1 – Langage originale: l’anglais.
2 – JO L 312, p. 1.
3 – L’ordonnance de renvoi n’indique pas clairement si l’exportation des animaux pour lesquels la demande de restitution à l’exportation a été présentée a eu lieu avant ou après l’entrée en vigueur du règlement no 2988/95. Le versement indu à l’exportateur a été effectué après cette date. J’ai expliqué dans mes conclusions dans l’affaire Vosding e.a. (C-278/07 à C-280/07, pendante devant la Cour, points 23 à 41) pourquoi, à mon avis, l’article 3, paragraphe 1, du règlement no 2988/95 est une règle de procédure qui peut être appliquée rétroactivement à des situations relevant de son champ d’application.
4 – Règlement de la Commission, du 15 avril 1999, portant modalités communes d’application du régime des restitutions à l’exportation pour les produits agricoles (JO L 102, p. 11).
5 – Règlement (CEE) no 3665/87, du 27 novembre 1987, portant modalités communes d’application du régime des restitutions à l’exportation pour les produits agricoles (JO L 351, p. 1).
6 – Voir mes conclusions dans l’affaire Vosding e.a., précitée (note 3), point 14.
7 – Il ressort du dossier de la juridiction nationale que le Hauptzollamt a statué en ce sens bien que sa décision du 19 avril 1996 se réfère expressément à la lettre de LAGRA du 17 janvier 1996. On peut, toutefois, déduire de ladite décision qu’il y a eu versement excédentaire parce que le poids des animaux indiqué (désigné comme «Warenmenge») qui a été pris en compte est le chiffre (original) de 21 413 kg, et non pas 20 715 kg.

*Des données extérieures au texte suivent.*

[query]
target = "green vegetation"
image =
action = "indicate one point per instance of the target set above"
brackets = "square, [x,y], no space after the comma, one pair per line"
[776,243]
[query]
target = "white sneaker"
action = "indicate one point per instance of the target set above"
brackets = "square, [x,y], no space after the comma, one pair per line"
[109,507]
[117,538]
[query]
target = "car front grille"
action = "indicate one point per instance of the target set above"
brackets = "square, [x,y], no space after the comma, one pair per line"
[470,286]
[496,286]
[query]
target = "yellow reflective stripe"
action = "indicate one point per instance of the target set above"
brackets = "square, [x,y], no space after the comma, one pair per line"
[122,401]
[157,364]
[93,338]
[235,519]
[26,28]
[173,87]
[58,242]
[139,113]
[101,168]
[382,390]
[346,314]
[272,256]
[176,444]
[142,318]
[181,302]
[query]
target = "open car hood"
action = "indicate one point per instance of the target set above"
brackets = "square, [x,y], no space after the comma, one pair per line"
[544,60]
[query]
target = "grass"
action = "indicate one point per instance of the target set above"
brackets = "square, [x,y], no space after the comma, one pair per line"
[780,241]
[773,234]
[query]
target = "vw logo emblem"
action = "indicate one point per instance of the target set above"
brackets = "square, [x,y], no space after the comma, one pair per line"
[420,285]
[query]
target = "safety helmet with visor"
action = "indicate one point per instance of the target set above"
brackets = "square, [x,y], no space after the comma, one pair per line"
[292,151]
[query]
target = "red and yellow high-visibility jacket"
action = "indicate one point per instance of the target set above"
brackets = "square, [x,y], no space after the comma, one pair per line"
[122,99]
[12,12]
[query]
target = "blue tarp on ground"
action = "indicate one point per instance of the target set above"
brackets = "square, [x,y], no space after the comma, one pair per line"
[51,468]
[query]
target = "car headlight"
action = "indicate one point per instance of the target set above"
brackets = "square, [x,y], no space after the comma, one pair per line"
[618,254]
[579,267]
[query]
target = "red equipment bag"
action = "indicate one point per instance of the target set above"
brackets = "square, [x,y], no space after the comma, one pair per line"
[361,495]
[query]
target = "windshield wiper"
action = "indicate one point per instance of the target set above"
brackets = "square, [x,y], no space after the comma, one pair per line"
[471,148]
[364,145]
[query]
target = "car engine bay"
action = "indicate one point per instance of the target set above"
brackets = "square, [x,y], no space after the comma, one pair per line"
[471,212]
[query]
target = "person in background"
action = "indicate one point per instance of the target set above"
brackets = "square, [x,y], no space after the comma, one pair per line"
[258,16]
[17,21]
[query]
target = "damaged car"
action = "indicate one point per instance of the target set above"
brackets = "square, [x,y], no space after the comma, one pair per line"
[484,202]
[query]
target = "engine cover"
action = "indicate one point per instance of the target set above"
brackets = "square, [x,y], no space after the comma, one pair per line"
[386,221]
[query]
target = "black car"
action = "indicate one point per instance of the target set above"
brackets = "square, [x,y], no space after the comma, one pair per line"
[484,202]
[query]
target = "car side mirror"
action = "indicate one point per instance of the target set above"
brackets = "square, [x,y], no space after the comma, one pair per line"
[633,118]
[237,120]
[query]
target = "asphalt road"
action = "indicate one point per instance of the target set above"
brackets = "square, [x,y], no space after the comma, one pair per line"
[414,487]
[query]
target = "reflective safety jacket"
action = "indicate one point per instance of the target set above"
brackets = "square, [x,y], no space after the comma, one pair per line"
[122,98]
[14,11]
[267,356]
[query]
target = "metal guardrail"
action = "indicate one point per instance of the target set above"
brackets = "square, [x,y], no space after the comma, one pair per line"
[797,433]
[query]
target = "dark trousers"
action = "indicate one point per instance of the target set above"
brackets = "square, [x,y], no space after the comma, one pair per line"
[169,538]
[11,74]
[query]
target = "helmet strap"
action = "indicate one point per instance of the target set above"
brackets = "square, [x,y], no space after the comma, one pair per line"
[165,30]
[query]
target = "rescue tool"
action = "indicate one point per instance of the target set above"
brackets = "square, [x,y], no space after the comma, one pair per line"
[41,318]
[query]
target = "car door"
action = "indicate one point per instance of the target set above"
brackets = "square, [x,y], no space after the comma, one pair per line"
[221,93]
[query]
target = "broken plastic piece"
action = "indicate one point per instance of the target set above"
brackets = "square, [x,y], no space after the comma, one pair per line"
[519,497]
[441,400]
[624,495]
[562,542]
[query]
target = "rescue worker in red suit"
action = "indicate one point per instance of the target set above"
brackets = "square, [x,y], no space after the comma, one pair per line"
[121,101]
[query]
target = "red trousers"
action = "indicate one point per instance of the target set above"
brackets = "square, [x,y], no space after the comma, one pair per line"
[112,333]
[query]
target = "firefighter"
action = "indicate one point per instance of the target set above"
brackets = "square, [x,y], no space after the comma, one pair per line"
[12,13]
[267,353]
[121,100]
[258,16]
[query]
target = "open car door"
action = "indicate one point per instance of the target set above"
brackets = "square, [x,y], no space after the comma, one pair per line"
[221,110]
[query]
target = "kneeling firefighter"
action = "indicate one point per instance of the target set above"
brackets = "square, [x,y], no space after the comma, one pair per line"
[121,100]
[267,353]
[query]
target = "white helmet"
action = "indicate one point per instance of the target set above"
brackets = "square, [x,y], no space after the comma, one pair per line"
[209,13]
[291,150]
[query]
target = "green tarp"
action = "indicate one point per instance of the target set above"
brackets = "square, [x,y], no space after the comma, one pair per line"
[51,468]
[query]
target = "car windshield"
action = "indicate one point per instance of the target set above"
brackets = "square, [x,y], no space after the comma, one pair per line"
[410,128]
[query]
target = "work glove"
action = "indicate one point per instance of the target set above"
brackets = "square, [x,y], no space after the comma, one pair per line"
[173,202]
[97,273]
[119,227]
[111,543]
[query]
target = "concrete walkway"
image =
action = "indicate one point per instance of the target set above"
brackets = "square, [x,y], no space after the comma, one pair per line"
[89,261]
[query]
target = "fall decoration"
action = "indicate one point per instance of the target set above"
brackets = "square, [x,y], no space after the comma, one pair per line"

8 – Soit 1 137,58 DM (environ 582 euros).
9 – L’ordonnance de renvoi indique qu’il n’est pas prouvé que l’avis de paiement ait été notifié à Bayerische avant mai 2004.
10 – Voir points 10 et 11 ci-dessus.
11 – Les terme utilisés dans les différentes versions linguistiques du règlement no 2988/95 varient de «resulting from», «résultant de» et «als Folge» dans les versions anglaise, française et allemande, respectivement, à «correspondiente a» et «bestaat in», plus neutres, dans les versions espagnole et néerlandaise, respectivement, en passant par «derivante da» dans la version italienne. Quoi qu’il en soit, toutes ces versions confortent mon avis selon lequel, pour qu’il y ait «irrégularité», l’infraction au droit communautaire ne doit pas être commise avant l’acte ou l’omission de l’opérateur économique en cause.
12 – On pourrait raisonnablement s’attendre à ce qu’un exportateur vérifie qu’il n’a pas perçu un montant inférieur à ses attentes. Dans le même ordre d’idée, on peut légitimement avancer qu’il est tenu de vérifier qu’il n’a pas perçu un montant excessif. Sans doute existe-t-il des cas dans lesquels il est vraiment impossible à un exportateur de détecter qu’il a perçu un montant excédentaire. Tel n’est apparemment pas le cas en l’espèce.
13 – Article 1er, paragraphe 2, du règlement no 2988/95.
14 – À l’époque des faits, le droit de l’exportateur à une restitution à l’exportation pour les bovins reposait sur le règlement no 3665/87, qui se référait lui-même au règlement (CEE) no 805/68 du Conseil, du 27 juin 1968, portant organisation commune des marchés dans le secteur de la viande bovine (JO L 148, p. 24). La demande de restitution à l’exportation a été dûment présentée, conformément aux exigences du formulaire T5, résultant des articles 471 à 495 du règlement (CEE) no 2454/93 de la Commission, du 2 juillet 1993, fixant certaines dispositions d’application du règlement (CEE) no 2913/92 du Conseil établissant le code des douanes (JO L 253, p. 1).